The work-stealing mechanism has some interesting aspects. The first is that the work-stealing may run up to 4 times if it is not successful. The second is that on the first iteration of the work-stealing, the P will first try and run any ready timers on every other P and then check its own LRQ again in case the timers caused any ready Gs to be enqueued back onto its LRQ. After running timers and checking its own LRQ the P will attempt to steal half the Gs from another P. If no Gs are available after 4 iterations the scheduler returns back to the start of the scheduling process of checking its own LRQ then the netpoller and GRQ.

When a G is executing on an M there are several mechanisms that will stop it from running to allow another G to run. Gs may be preempted after 10ms as already mentioned. The G may also finish execution and have nothing left to run. There are a group of operations that will cause the G to be dropped by the M. These include syscalls and other blocking operations such as waiting on timers and writing or reading from channels. Syscalls are treated differently to blocking operations controlled by the runtime. For blocking operations such as a timer the G is parked and re-queued when the operation is completed. Blocking syscalls are handled in a special way and non-blocking syscalls (network I/O) are handled by a component called the netpoller. The netpoller will be discussed in a section of its own.

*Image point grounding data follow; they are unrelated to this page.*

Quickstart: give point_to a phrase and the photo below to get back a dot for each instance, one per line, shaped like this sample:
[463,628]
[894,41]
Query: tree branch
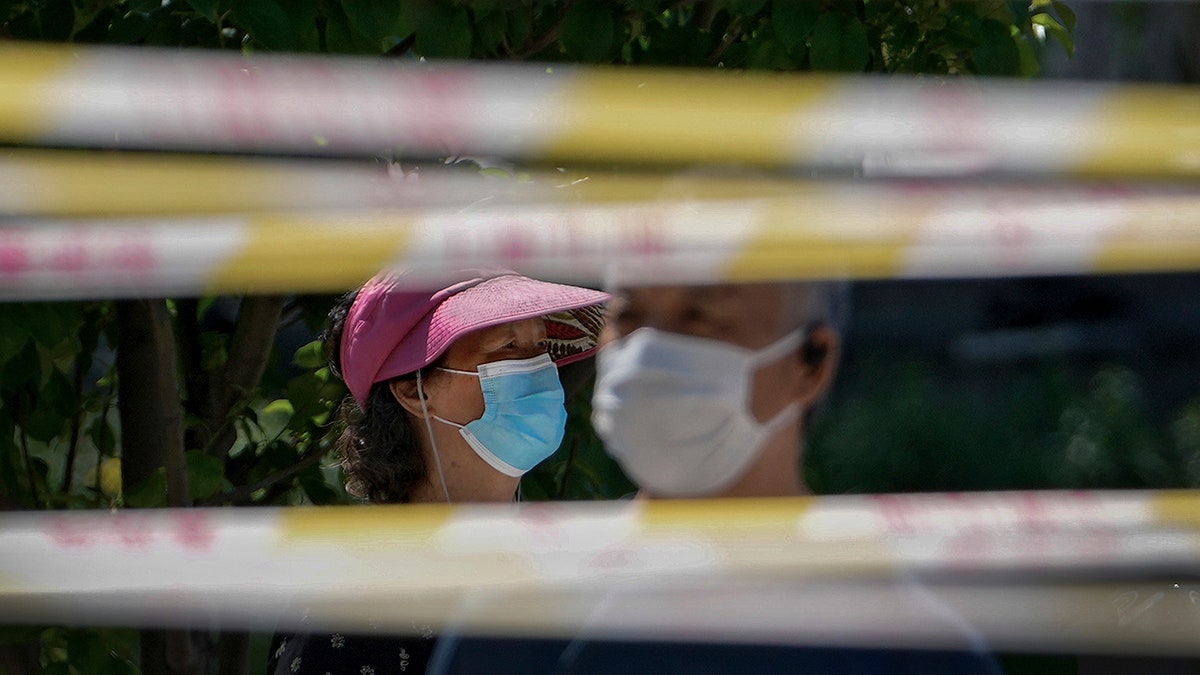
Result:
[240,495]
[76,424]
[243,371]
[148,398]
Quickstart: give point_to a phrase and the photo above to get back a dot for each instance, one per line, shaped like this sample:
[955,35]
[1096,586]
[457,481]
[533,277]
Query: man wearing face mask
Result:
[707,392]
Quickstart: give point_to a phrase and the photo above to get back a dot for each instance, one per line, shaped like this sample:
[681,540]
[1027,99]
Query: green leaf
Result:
[520,28]
[312,482]
[1056,30]
[24,371]
[207,9]
[490,29]
[771,54]
[588,31]
[57,19]
[372,19]
[747,7]
[999,53]
[444,33]
[205,475]
[793,21]
[310,356]
[1066,13]
[839,43]
[150,493]
[265,22]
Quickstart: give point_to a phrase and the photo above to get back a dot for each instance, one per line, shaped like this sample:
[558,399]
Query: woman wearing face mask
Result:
[454,395]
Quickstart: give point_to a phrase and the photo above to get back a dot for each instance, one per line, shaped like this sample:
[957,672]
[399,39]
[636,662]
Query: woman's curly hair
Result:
[379,447]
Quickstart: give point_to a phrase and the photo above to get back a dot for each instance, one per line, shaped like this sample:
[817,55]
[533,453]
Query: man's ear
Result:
[405,392]
[820,356]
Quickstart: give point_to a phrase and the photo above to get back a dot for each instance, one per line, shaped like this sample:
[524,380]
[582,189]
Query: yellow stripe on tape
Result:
[670,117]
[293,255]
[1177,507]
[25,75]
[1145,131]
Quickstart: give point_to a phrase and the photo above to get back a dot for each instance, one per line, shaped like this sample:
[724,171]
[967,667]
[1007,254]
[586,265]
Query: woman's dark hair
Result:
[379,448]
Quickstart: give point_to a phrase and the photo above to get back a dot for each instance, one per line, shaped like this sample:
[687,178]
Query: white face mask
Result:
[675,410]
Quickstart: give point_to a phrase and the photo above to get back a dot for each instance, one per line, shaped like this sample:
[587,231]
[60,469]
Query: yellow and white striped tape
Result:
[113,97]
[652,566]
[835,230]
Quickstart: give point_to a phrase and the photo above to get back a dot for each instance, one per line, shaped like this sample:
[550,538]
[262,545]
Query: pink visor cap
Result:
[393,330]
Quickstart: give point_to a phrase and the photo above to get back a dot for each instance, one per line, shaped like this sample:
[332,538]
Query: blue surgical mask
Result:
[523,418]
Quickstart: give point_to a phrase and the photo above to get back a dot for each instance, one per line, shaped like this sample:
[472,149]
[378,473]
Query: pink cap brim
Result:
[397,332]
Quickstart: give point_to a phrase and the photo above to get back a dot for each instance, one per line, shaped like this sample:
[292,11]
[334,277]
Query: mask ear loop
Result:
[429,428]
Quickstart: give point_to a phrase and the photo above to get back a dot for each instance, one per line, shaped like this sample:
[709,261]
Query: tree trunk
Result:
[149,398]
[151,437]
[249,352]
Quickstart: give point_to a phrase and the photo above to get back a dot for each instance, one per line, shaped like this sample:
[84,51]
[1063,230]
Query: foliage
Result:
[925,36]
[251,440]
[1055,425]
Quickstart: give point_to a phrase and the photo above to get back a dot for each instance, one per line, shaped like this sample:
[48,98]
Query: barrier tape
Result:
[651,567]
[102,184]
[895,126]
[819,231]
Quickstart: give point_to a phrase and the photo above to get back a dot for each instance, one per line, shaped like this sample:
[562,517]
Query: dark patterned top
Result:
[334,653]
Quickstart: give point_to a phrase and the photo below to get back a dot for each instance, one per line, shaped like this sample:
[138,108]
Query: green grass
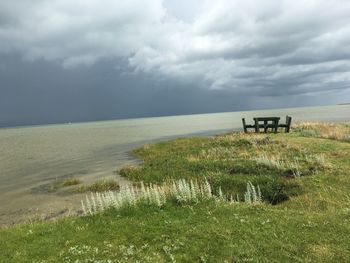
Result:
[310,224]
[100,186]
[71,181]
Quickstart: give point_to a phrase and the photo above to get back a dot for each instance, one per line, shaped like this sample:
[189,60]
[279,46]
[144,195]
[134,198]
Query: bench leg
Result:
[256,126]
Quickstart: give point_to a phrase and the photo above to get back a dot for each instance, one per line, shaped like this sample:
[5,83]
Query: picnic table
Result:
[266,123]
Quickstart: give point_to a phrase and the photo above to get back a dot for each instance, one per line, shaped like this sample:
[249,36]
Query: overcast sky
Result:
[63,60]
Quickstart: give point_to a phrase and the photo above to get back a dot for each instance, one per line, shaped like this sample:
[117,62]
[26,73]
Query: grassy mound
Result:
[305,177]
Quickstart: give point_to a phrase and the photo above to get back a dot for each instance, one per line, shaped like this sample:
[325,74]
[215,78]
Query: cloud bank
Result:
[266,48]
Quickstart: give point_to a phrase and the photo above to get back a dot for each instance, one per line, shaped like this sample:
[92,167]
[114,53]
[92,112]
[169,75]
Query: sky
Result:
[86,60]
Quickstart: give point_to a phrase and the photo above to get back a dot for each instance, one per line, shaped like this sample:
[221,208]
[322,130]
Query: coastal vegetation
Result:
[99,186]
[229,198]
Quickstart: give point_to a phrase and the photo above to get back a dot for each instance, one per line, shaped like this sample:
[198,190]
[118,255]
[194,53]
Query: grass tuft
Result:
[100,186]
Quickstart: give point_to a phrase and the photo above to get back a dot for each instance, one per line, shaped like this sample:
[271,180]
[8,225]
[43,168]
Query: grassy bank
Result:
[304,180]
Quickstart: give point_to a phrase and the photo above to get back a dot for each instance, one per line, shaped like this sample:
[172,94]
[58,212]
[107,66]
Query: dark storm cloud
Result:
[154,57]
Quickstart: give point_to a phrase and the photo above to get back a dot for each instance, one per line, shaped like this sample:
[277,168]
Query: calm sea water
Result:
[33,157]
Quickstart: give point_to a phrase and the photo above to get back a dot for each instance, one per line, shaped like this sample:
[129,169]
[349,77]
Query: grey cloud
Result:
[221,49]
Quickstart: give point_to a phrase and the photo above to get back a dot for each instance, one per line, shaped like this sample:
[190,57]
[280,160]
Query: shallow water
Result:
[32,158]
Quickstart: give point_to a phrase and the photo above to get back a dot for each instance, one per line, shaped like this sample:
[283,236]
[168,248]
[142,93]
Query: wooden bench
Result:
[267,123]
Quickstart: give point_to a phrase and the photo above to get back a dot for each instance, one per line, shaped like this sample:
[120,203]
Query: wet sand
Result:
[32,159]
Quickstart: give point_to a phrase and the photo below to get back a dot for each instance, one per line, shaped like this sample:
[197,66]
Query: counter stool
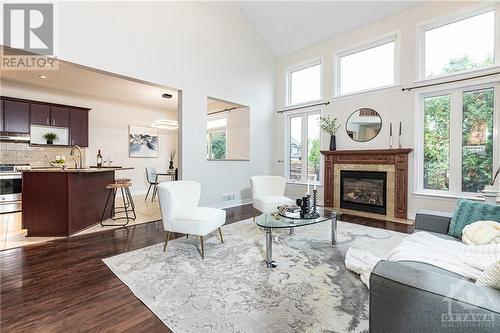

When a blocking syscall occurs, the processor will become detached from the machine and will be attached to a new machine. The blocking goroutine stays executing on the machine. Once the syscall is complete the G will be detached from the M and placed back onto the LRQ of the P it originated from and the M will be added to the list of free Ms. The G may fail to be added back to the old P, in which case the runtime will try and add the G to the LRQ of any idle P. If this fails it will be added to the GRQ.

The Network Poller

The network poller (netpoller) handles any non-blocking IO. Goroutines are passed the netpoller which manages a set of file descriptors to be “polled” for readiness. The mechanism behind the polling is mostly operating system specific with some non operating specfic specific code.

The netpoller runs as a background thread that calls the underlying OS periodically for file descriptors that have finished their IO. Since there is no running process related to the background thread, any goroutines that become ready during the periodic checks are added to the global run queue. The netpoller is also called at special points during scheduling as an optimisation. One of these special cases is when the LRQ of a process has run out of goroutines, the netpoller is checked for any ready goroutines and these goroutines are put onto the process’s LRQ before attempting to work steal from another LRQ.

The netpoller uses different mechanisms depending on which OS it’s running on. On Linux, the go runtime uses the “epoll” API. The “epoll” API provided by Linux is described as the “I/O event notification facility” by the Linux man-pages. On MacOS the go runtime uses a similar facility provided called “kqueue”. How these operating system APIs work and how the Go runtime integrates with them is out of scope for this article.

Summary

The Go runtime scheduler is designed in a way that the scheduling decisions can be distributed among a set of what we call “processors”. This is done to ensure the scheduler can scale to a large number of CPUs. We have also seen that the scheduler employs a number of mechanisms to ensure fairness including work-stealing, pre-emption and running Gs from the GRQ periodically instead of always running from the LRQ. The purpose of such a userspace threading mechanism is to maximise CPU utilisiation for massively concurrent workloads. The Go runtime’s handling of nonblocking IO allows for a large number of Gs to be waiting on network calls while still allowing the CPUs to be used for Gs which can execute work. The combination of all these features is a large factor in the rise of Go’s use in the Cloud Native space where programs often need to handle a large number of incoming and outgoing network connections.